Par rapport à Ghiberti qui, par son parallèle entre art antique et art moderne, pensait les événements sous la forme binaire du retour (l’ancien et le nouveau), Vasari innove en démultipliant les possibilités de diversification. En effet, la « différence des temps » qui confère à la logique vasarienne des cas dynamique et mobilité, comme le montrent les vies de Cimabue et de Giotto, est moins la manifestation d’une histoire, même cyclique, que le principe d’une série de variations qualitatives où les cas finissent par se singulariser, comme en témoigne le parallèle entre les excellences contemporaines de Michel-Ange et de Raphaël. L’histoire de l’art ne consiste pas à compiler des anecdotes en chroniques linéaires, mais, sans prétendre illusoirement sortir du temps, à tisser des cas en définissant et ordonnant des multiplicités.

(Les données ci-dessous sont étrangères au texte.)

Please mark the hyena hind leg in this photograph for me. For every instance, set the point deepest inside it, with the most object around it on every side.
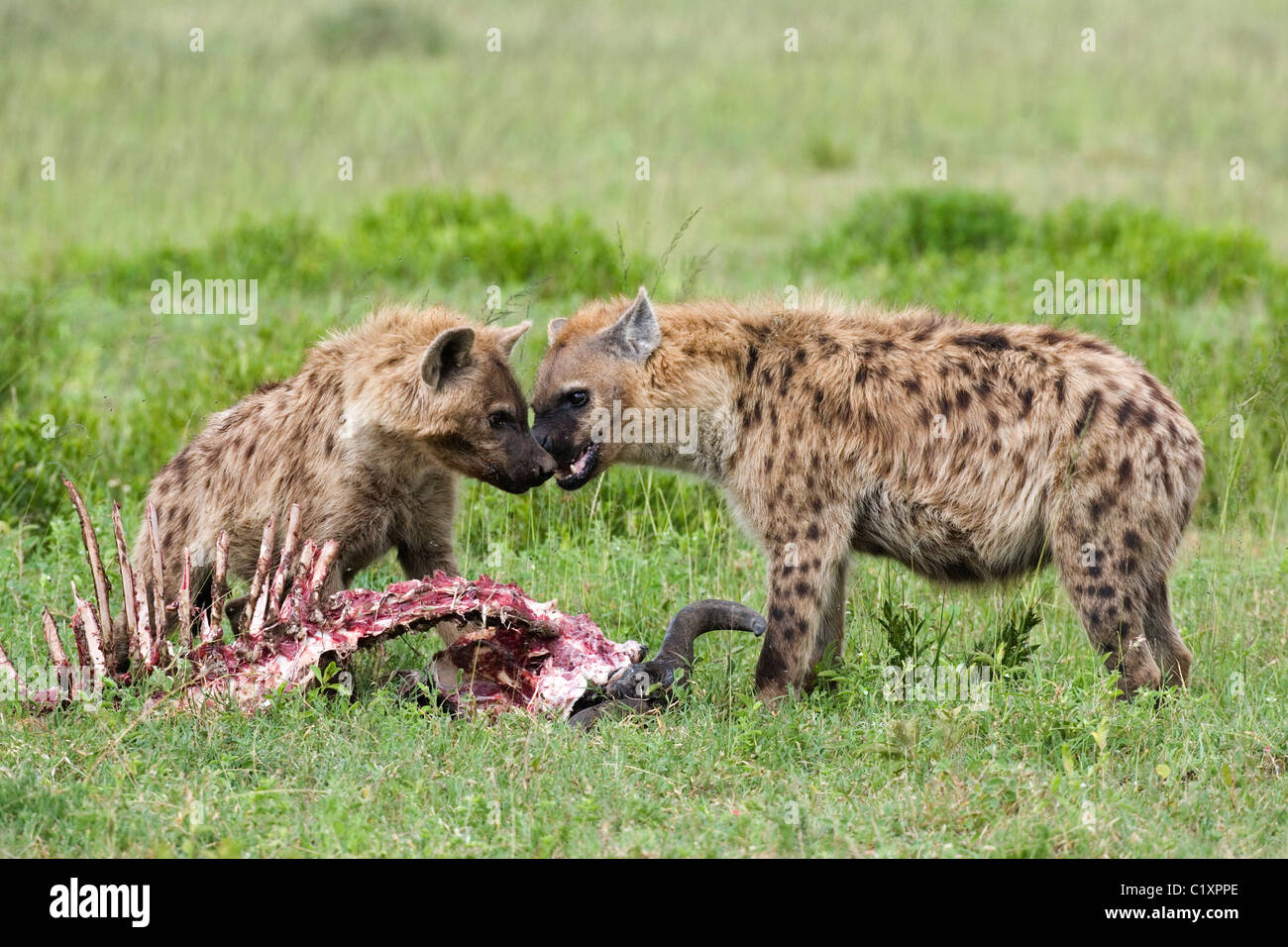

Depuis Vasari, cette logique des cas a continué de régir les divers avatars de la réflexion sur l’art. Ainsi, même s’il construit explicitement son projet d’histoire de l’art en récusant le modèle des Vies de Vasari (il choisit de ne parler que de choses qu’il a effectivement vues), Winckelmann n’en revient pas pour autant à une logique antiquaire. Les collections romaines qu’il examine ne sont ni l’incarnation du beau idéal ni un simple recueil des traces matérielles fragmentaires du passé, mais ce qui permet de distinguer dans le cas grec une culture exemplaire de l’art, définie par la conjonction d’une série d’époques et d’une série de lieux. L’histoire de l’art n’est donc pas compilation, mais systématicité des styles, dont la perfection dépend de circonstances accidentelles. Giovanni Morelli, que Carlo Ginzburg rapproche sur ce point de Sherlock Holmes, a acquis une étonnante capacité d’expertise en élaborant, par une attention minutieuse portée aux détails, une véritable science des « manières » artistiques. Heinrich Wölfflin abandonne quant à lui l’examen des styles individuels et les problèmes d’attribution, substituant à l’« histoire des noms » une histoire générale des « formes de la vision », constituant des séries abstraites structurées par une opposition (le pictural et le linéaire, par exemple). Il s’agit bien, là encore, du même geste : constituer de nouvelles séries homogènes en faisant surgir des ressemblances inédites, distinguer, à partir de cette base nouvelle, de nouveaux cas hétérogènes et singuliers restés inaperçus, et ainsi définir des époques, là où régnait le désordre relatif des styles et des écoles. À leur manière, c’est ce geste que reproduisent Aby Warburg, Erwin Panofsky, Emile Mâle…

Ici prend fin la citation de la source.